Tuesday, April 24, 2007

David Rakoff, Don’t Get Too Comfortable, 2005.

I met Rakoff as I met David Sedaris: through listening to NPR’s This American Life. Someday I will recover from my desire to have Ira Glass’s job. Maybe.

This collection of essays is not, generally, laugh-out-loud funny. It’s thoughtful: Rakoff muses and considers. He shares personal experiences, and the essays feel almost like magazine pieces, if the magazine in question happened to be The Believer. They range from experiencing a private resort to fasting, from becoming an American citizen to foraging for food in the wilderness of New York City, and so forth.
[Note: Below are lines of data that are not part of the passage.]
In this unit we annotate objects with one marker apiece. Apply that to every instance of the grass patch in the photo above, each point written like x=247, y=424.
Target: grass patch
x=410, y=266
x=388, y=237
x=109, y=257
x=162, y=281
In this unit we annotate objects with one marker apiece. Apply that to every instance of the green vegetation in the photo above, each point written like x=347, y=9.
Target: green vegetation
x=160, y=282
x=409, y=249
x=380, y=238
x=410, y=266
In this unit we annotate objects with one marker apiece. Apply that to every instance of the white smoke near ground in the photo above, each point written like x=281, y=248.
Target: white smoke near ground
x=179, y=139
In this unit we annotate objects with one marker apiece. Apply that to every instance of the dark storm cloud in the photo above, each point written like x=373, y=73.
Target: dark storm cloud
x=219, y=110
My favourite piece is “J.D.V., M.I.A.” In it, Rakoff describes participating in a scavenger hunt in which one elaborate clue leads to the next; I identify strongly with his relative inability to solve the brainteasers, and feeling out-of-place with those who can. For me, it happens when I try to engage with a cryptic crossword: I might get one or two answers, but my brain doesn’t turn sideways that way. Present in the essay is an admiration combined with a sense of self-recognition and self-awareness that appeals strongly to me.
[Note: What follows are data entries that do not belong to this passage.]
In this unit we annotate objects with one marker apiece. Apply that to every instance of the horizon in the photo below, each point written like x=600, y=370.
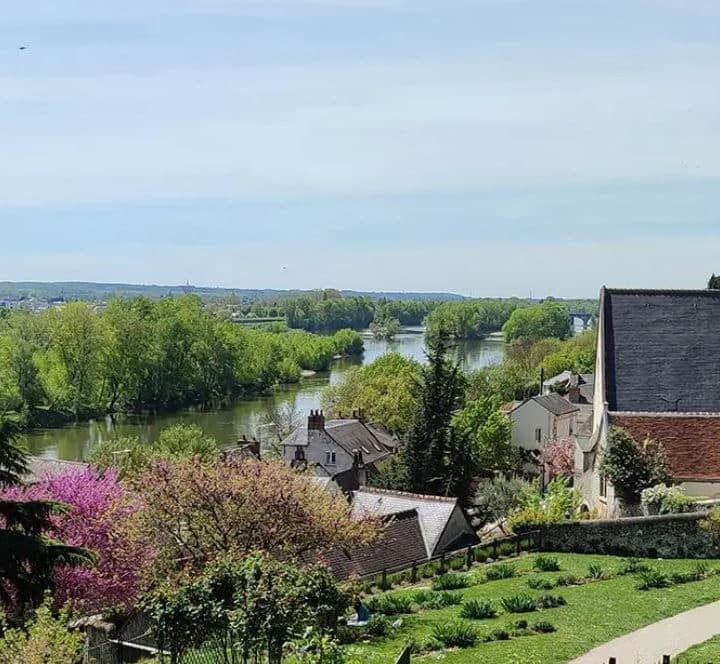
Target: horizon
x=495, y=146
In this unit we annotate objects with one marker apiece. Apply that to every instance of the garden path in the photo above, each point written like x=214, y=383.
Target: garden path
x=671, y=636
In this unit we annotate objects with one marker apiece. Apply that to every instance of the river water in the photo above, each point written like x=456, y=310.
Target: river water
x=227, y=424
The pieces are pleasant. They are occasionally sharp and acerbic, but never mean. Rakoff tends to move toward a flatter, more descriptive prose style that lacks emotional content, when he wants to convey disappointment or other negative perceptions of some subject, and that habit gives the book a charitable, polite tone. It’s an engaging read, well-worth the time it will take you.